I must mention my other daughter Maddison. She is cute as a button and really wanted to help out so she’s been doing my accounting and keeping the home fires burning, as she’s organised.

I expanded the eye academy into the old deli premises to launch our style bar, both of which are now open.

The idea of the style bar is for people who want to spend a bit of time getting their glasses, we have a licence on it so people can be served a glass of fizz while they browse and make it a more relaxing experience.

We offer a lot more privacy because we’re not on the high street and we do a lot of glasses – European, Australian, boutique brands with nice colours and quirkier frames.

It’s for people who want to try something a bit different, they can spend a couple of hours choosing.

At the end of the day they’ve got to be right as every pair of glasses that leaves here is our reputation at stake.

We have a frame style team, and customers can put on their own choice of music, it’s nice to have the space and we think we have taken the whole experience up a notch.

We have also spent a lot of time tailoring it for children who may have particular needs; we’ve tried to make it more calmer with subdued lighting.

Customer service is so important, it’s the next level and I’m very passionate about it.

We treat every person like we would treat our parents, we cater for their needs and offer great value for money.

The glasses have got to be right, they’ve got to be fit for purpose, and aftercare is important, if there’s an issue we will sort it.

It is hard work but it is what you make it.

We have a loyal customer base.
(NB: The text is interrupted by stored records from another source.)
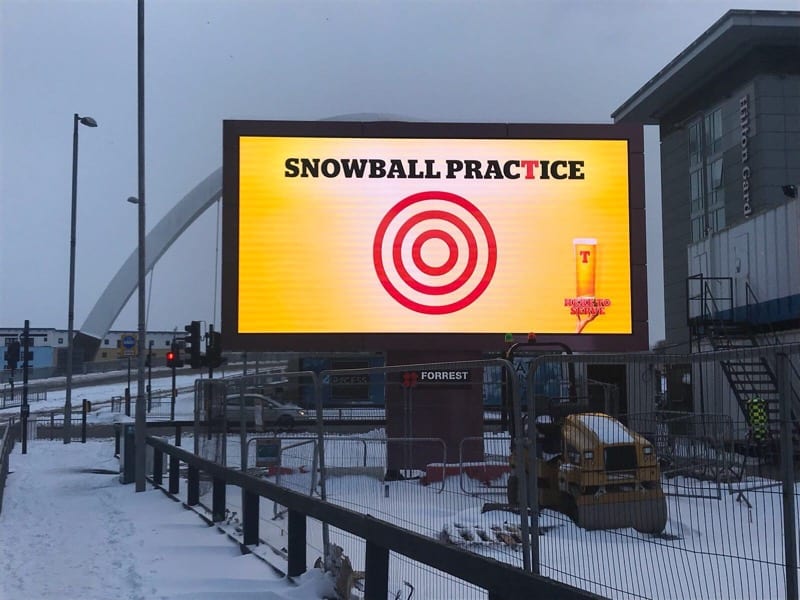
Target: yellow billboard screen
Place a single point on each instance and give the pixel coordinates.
(411, 235)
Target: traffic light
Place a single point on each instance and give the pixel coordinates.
(12, 355)
(214, 349)
(193, 345)
(173, 355)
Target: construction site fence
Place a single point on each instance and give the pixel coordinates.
(730, 496)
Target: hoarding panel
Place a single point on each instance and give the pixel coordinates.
(361, 236)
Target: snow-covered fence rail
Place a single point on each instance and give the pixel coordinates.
(381, 538)
(6, 445)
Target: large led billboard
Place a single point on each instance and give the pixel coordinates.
(359, 235)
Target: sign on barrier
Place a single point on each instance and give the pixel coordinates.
(268, 452)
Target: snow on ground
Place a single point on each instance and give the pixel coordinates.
(70, 530)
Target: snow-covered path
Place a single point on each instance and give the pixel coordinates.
(70, 530)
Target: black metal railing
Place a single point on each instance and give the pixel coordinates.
(500, 579)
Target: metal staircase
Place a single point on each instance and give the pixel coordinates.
(750, 373)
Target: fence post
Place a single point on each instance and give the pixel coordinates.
(297, 543)
(193, 483)
(174, 474)
(250, 505)
(158, 466)
(376, 569)
(83, 420)
(218, 500)
(787, 473)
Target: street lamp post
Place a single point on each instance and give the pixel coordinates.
(89, 122)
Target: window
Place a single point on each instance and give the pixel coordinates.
(713, 127)
(696, 191)
(706, 189)
(694, 143)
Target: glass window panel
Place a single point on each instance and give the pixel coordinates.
(694, 143)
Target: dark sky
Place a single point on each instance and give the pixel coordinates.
(209, 60)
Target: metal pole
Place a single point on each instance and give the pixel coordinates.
(787, 473)
(128, 391)
(140, 421)
(26, 344)
(150, 376)
(71, 301)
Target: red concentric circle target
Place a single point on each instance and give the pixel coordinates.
(452, 249)
(460, 231)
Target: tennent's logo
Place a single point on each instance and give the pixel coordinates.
(434, 252)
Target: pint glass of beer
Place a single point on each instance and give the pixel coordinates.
(585, 260)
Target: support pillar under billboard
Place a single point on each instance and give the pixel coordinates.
(443, 403)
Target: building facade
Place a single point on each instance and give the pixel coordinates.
(728, 111)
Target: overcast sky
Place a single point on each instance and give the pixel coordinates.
(209, 60)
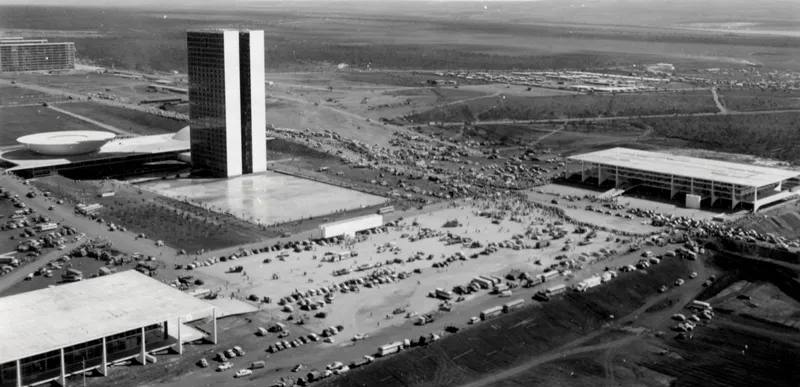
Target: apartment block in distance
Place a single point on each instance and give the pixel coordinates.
(227, 101)
(18, 54)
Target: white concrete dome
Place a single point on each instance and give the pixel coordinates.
(71, 142)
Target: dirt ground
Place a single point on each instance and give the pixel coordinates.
(366, 312)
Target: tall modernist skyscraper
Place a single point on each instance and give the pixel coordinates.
(227, 101)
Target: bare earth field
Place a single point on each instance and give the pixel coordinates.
(554, 107)
(760, 99)
(11, 95)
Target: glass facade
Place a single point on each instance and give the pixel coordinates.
(82, 356)
(8, 374)
(245, 100)
(124, 344)
(41, 367)
(79, 357)
(206, 57)
(37, 56)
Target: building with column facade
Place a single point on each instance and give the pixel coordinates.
(696, 178)
(17, 54)
(49, 334)
(227, 101)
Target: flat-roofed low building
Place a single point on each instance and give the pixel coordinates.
(51, 333)
(36, 55)
(711, 180)
(349, 227)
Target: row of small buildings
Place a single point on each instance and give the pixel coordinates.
(20, 54)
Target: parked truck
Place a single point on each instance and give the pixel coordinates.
(588, 283)
(491, 312)
(482, 282)
(549, 275)
(391, 348)
(511, 305)
(443, 294)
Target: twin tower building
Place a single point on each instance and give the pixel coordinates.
(227, 101)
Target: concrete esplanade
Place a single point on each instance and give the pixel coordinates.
(65, 143)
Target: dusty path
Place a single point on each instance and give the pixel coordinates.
(110, 128)
(620, 118)
(655, 320)
(720, 105)
(558, 354)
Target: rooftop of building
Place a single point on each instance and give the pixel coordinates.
(48, 319)
(694, 167)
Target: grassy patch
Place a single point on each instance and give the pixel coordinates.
(22, 120)
(126, 119)
(579, 105)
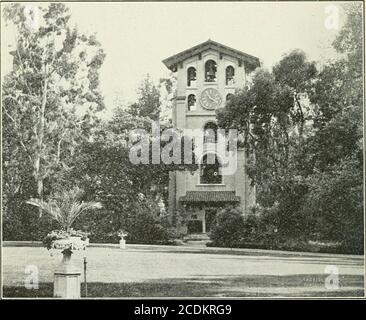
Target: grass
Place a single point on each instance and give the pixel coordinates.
(178, 272)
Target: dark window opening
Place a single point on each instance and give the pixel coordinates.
(229, 96)
(191, 102)
(210, 170)
(191, 76)
(210, 132)
(210, 71)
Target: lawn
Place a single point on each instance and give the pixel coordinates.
(153, 271)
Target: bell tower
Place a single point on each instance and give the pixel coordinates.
(207, 76)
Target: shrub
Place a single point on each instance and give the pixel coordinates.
(228, 228)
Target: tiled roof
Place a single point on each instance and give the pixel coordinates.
(210, 196)
(250, 61)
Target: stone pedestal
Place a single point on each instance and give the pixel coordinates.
(67, 279)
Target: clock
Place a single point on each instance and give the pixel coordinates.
(210, 99)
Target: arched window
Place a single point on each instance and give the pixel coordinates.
(191, 102)
(210, 132)
(191, 77)
(210, 169)
(229, 96)
(230, 76)
(210, 71)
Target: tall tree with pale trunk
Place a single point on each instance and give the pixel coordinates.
(51, 95)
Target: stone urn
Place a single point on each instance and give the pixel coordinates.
(122, 241)
(67, 275)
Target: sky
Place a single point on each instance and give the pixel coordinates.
(136, 37)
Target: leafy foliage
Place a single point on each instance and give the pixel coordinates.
(65, 207)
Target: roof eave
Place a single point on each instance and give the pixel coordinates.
(172, 62)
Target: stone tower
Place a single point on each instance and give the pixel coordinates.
(207, 75)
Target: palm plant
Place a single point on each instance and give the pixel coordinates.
(65, 207)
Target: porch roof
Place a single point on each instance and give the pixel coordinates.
(210, 196)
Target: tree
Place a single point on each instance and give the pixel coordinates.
(49, 104)
(148, 103)
(65, 207)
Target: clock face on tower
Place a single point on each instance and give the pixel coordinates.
(210, 99)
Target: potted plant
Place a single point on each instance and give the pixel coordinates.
(64, 208)
(122, 242)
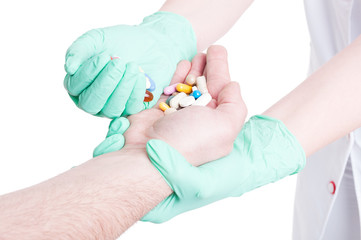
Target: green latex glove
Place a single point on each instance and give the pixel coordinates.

As well as a lot of local people we’ve got a family from London who come to us, we’ve also people come from Lincoln, Sheffield, Leeds, people from all over, three and four generations all come to us.

I have four members of staff, so you can come and be seen from start to finish with the same person.

During lockdown we were closed, but the phone never stopped ringing and we were still sorting repairs and dealing with emergencies and replacements, making sure people received the right service while our doors had to be closed.

I’ve not stopped, it’s just a new way of working and we’ve got a lot of new customers, maybe tired of being somewhere where it’s busy like in the town centre shops.

And as for retail as whole in the town it’s been difficult.

Bawtry Retail Association has been helping businesses that needed support, many of them have had to change tack, and we have just offered as much support as we can.

We have gained five or six new members as they can see the benefit of working together, and we only lost one member. There is a strong community in Bawtry which we pride ourselves in.